WHY THIS PRICE IS WRONG

Jan 18, 2017 by


The following was originally published in OtherWords.org

For most people, prescription drugs are a lifeline. For Representative Tom Price, Donald Trump’s health secretary nominee, they’re a source of profits.

Indeed, hundreds of thousands of dollars in drug and health corporation investments line the pockets of the Georgia Republican Trump picked to lead our nation’s health care policy. That’s an unacceptable conflict of interest.

Life-saving drugs are priced out of reach for far too many Americans, with millions skipping needed medications because of drug corporation price-gouging.

Take the case of insulin, which people with diabetes depend on for their survival. Drug corporations have raised the price of this medication by more than 200 percent over the past eight years.

It feels like they’re holding my kid ransom,” the mother of a diabetic son told NBC News in November.

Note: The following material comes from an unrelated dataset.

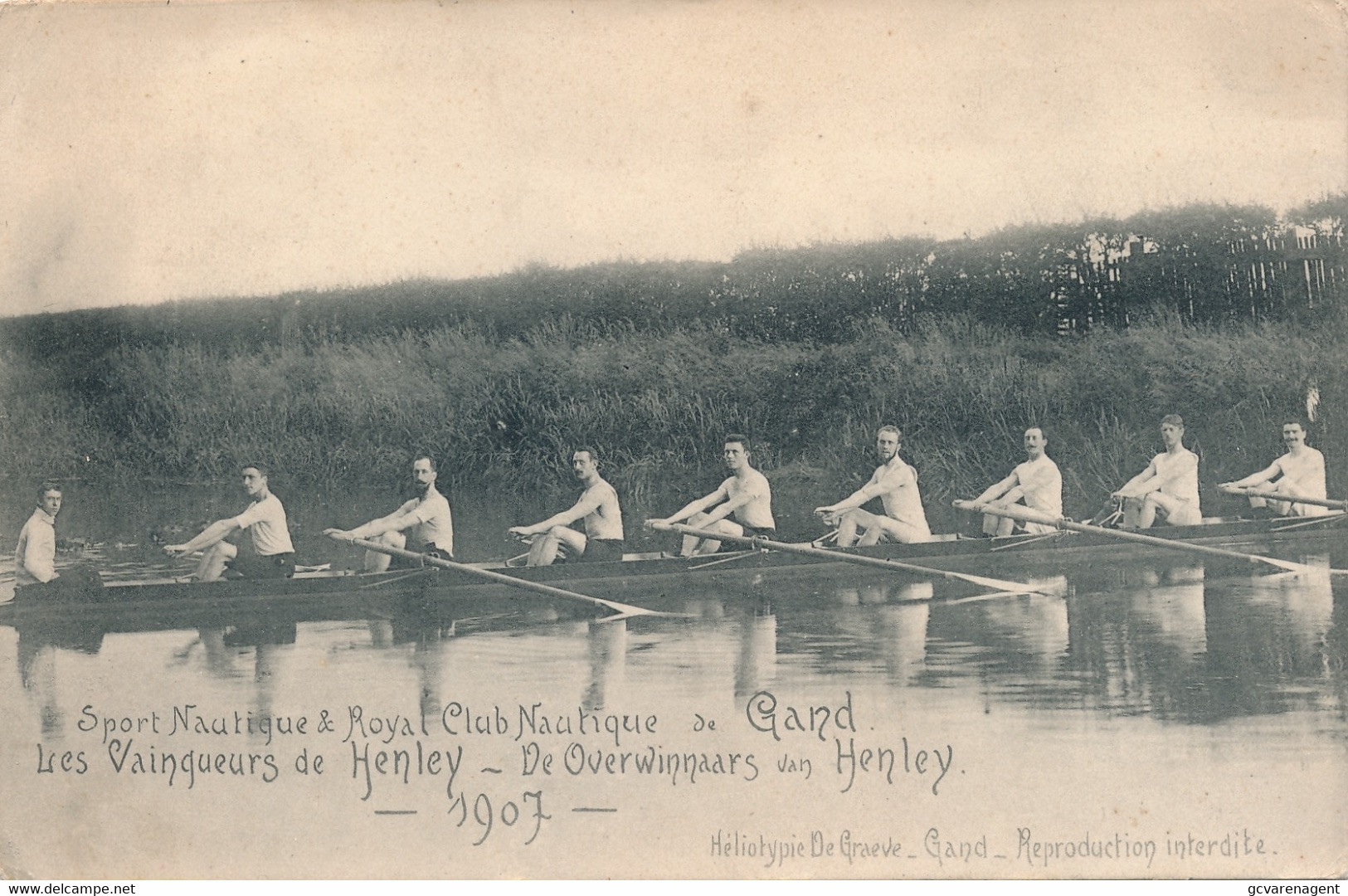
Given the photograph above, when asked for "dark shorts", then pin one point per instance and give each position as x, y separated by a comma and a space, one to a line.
409, 563
260, 566
601, 550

While that mother was struggling to keep her son healthy, Price was legislating on health care in the House — and buying stock in insulin-maker Eli Lilly. That drug corporation ratcheted up the price of its insulin brand by 380 percent between 2004 and last November.

Eli Lilly wasn’t Price’s only investment. In March of last year, he also bought stock in Pfizer and health insurer Aetna. The value of all three corporations rose soon after his stock purchase.

He didn’t stop there.

In August, Price put down between $50,000 and $100,000 to buy shares in Innate Immunotherapeutics, which makes a multiple sclerosis drug. He also bought stock in Zimmer Biomet Holdings — one week before introducing a bill designed to blunt a regulation that would have hurt the company’s profits, according to CNN.

Senate Democratic leader Charles Schumer called for that transaction to be investigated as a violation of a law against insider trading. And a public watchdog group asked the Securities and Exchange Commission to investigate his other stock purchases.

Beyond raising suspicions of insider trading, Price’s pharmaceutical dealings highlight the profiteering rampant in the entire industry.

In 2015, Martin Shkreli, a former hedge fund manager and CEO of Turing Pharmaceuticals, drew national ire when he raised the price of a cancer and HIV medication from $13.50 a tablet to $750 as soon as he acquired rights to the drug. (Shrkreli has also been arrested on allegations of securities fraud.)

And last year, the drug company Mylan hiked the price of the EpiPen — which saves people from life-threatening allergic reactions — by 400 percent.

This kind of gouging has sparked widespread public outrage. Now, 61 percent of people in the U.S. agree that lowering the price of prescription drugs should be a top priority for Congress. They also want Congress to lower health care costs overall.

More than 80 percent want Medicare and other public programs that pay for prescription drugs to be able to negotiate directly with drug makers to help bring down the price — a position even Trump himself has said he supports.

Eighty-six percent want drug corporations to have to disclose how they set prices. Many others want to make prescription drugs public goods paid for by the federal government and available to all of us.

There’s no reason — at least, no good reason — lawmakers in D.C. can’t take action on these priorities.

For years, Price and politicians like him have been blocking Medicare from negotiating lower prices. His financial stake in drug corporation profiteering show us why. If Medicare negotiates more reasonable prices for medications, we get a better bargain, but Price gets hit right in the stock portfolio.

Profiteering shouldn’t be at the heart of our health care system — we need less corporate control of our health care, not more. And no one who doesn’t put people first should be in charge of setting health policy for our country.